All'intelligenza italiana non si sollecitarono sviolinate ed exploits, ma
piuttosto constatazioni, sopraluoghi, rendiconti. Tanto meglio se qualcuno
riusciva ad accendersi di fronte a una tesi, a un incontro imprevisto, a uno
spettacolo, a un dispositivo. Devo confessare sinceramente che il tempo dei
Francesco Redi e degli Algarotti, per non dire dei Galilei e dei Cattaneo è
davvero lontano. La nostra cultura è quasi tutta impastata di storia e di
oratoria. È impastata per fortuna anche di poesia. E io credo nell'acume, nella
curiorità, nell'entusiasmo dei poeti: credo nella loro capacità di
sorprendersi, di riflettere, di approfondire.

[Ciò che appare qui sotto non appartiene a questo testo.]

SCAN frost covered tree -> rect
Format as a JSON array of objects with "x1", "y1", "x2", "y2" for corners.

Vorrei dire, di straforo, che una delle mie ambizioni fu proprio questa:
provocare, stimolare una prosa analitica piuttosto che il solito pezzo
commemorativo, un referto e non un inno, un commento non una predica. Io sono
sicuro che se i nostri scienziati e i nostri tecnici considerassero l'esercizio
della scrittura alla stregua di un'operazione dignitosa, (una vera e propria
lima del pensiero) qual è sempre stata per Leonardo o per Cartesio, per Leon
Battista Alberti o per Maxwell, per Linneo o per Einstein, e se viceversa i
letterati e i filosofi e i critici, come hanno fatto del resto Goethe e Valery,
Hegel e Bergson, Giedion e Dewey, accogliessero, con rinnovata simpatia, le
ipotesi e i risultati del calcolo e dell'esperienza, una concordia nuova
potrebbe sorgere tra le inquietudini e le stanchezze del nostro tempo, non
voglio dire un nuovo mito. È molto probabile che questo genere di letteratura
" a comando ", questo giornalismo tecnico prenda il sopravvento sulle
pagine scritte in libertà, sulla prosa gratuita, sulla scrittura
disinteressata. Abbiamo letto in questi ultimi giorni una " memoria "

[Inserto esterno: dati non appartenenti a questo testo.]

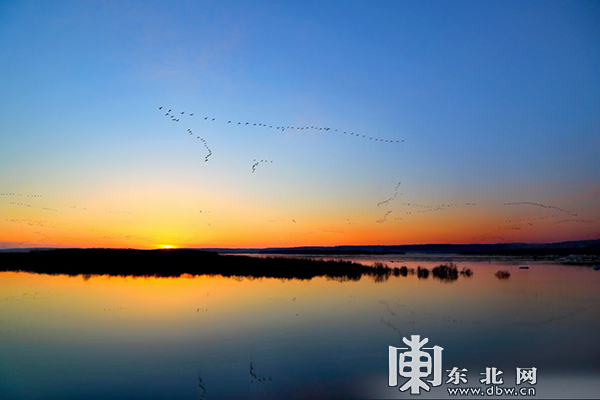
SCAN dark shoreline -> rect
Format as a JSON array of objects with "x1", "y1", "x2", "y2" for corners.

che accompagnava la relazione di un bilancio di una grande società finanziaria
belga: un saggio sull'utilizzazione delle materie prime che poteva portare una
firma celebre, ed era invece soltanto una plaquette anonima. Io aspetto il gran
giorno in cui il Regno dell'Utile sarà rinverdito dalla cultura, dalle
metafore, dall'intel1igenza. Quest'estate ho aperto qualche libro dei nostri
illuministi, l'abate Galiani, Filangieri, Verri. Mi veniva da confrontare la
nitidezza dei loro pensieri e delle loro parole alle sbavature, alla schiuma,
alla sciattezza di tanti articoli di fondo dei nostri giornaloni. Ho cercato
sempre di stimolare nei collaboratori la ricerca di un'espressione meditata: ma
c'è ancora molto cammino da percorrere per guadagnare precisione e leggerezza.

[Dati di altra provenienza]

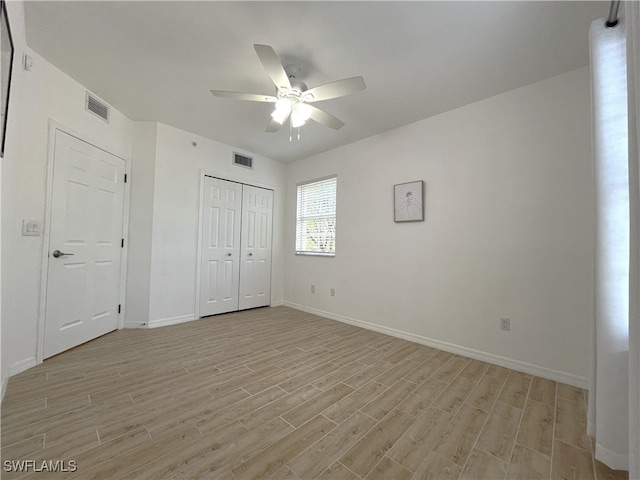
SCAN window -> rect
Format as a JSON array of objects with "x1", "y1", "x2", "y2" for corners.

Ho rispolverato alcuni vecchi ricordi e qualche memoria di ieri. Ho voluto
pagare il mio tributo a una città adorabile, a degli amici carissimi. Per i
miei lettori di oggi, i lettori di " Civiltà delle macchine ", ho
creduto, necessario dopo quasi tre anni di sodalizio (" Civiltà delle
macchine " prese forma, appunto tra il settembre e l'ottobre del 1952)
mettere sul tavolo anche le mie carte più antiche. La nuova impresa, temeraria
e affascinante a cui mi sono votato, in questi ultimi tre anni ha successi
superiori a ogni speranza. Siamo sicuri di poter fare ancora meglio.